It would appear to be no coincidence that C2, C4, and C1 are all components of the classical pathway, through which immune complexes activate complement. Genetic defects in C3 or in any of the terminal complement components (C5 to C9) generally result in increased sensitivity to infection, particularly from Gram-negative bacteria such as Neisseria meningitidis [27]. The early complement components are important for keeping immune complexes in soluble form, as well as for clearance of apoptotic bodies [35]. Additionally, C4 is critical for maintenance of B-cell tolerance [36], which may prove to be even more important than delayed immune complex clearance in the pathogenesis of SLE in these patients.
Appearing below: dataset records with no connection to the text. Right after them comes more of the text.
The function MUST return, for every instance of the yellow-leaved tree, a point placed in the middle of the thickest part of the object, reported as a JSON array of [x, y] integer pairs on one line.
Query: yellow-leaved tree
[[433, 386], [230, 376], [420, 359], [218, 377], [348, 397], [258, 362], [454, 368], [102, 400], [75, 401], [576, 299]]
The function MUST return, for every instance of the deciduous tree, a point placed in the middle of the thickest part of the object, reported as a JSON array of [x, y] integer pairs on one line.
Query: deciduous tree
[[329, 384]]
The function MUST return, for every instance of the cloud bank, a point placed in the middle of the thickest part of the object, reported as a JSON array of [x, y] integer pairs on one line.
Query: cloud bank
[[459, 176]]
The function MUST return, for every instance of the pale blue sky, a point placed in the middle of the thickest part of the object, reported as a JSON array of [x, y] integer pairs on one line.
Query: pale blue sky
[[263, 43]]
Human leukocyte antigen region

After considering these single genes, perhaps the next clearest genetic effect in SLE is in the HLA region. Although multiple studies conducted during the past 40 years have shown clear HLA associations [4, 26, 37], it is currently uncertain which gene or genes may be responsible for increasing genetic risk. This region contains not only the HLA class I, II and III genes, but also the genes that encode complement components C2 and C4, tumor necrosis factor (TNF)-α and TNF-β (also known as lymphotoxin-α LTA), transporter associated with antigen processing (TAP)1 and TAP2, butyrophilin-like protein 2, and numerous heat-shock protein genes and others with possible immune significance. Furthermore, these genes are often inherited as a block, a phenomenon known as linkage disequilibrium, so that – for example – the TNF-α -308A variant associated with over-expression is often found in a haplotype block that also contains HLA-B8, C4A null, and HLA-DR3 [38]. It is unfortunate that most of the studies in this region focus on a single marker, most often either HLA-DR or TNF-α, either of which could be responsible for this extended haplotype. To add additional confusion to the issue of pathogenicity, more than one HLA allele has been found to associate with disease, for example DR3 and DR2, and these associations are not necessarily confined to a single ethnic group [37].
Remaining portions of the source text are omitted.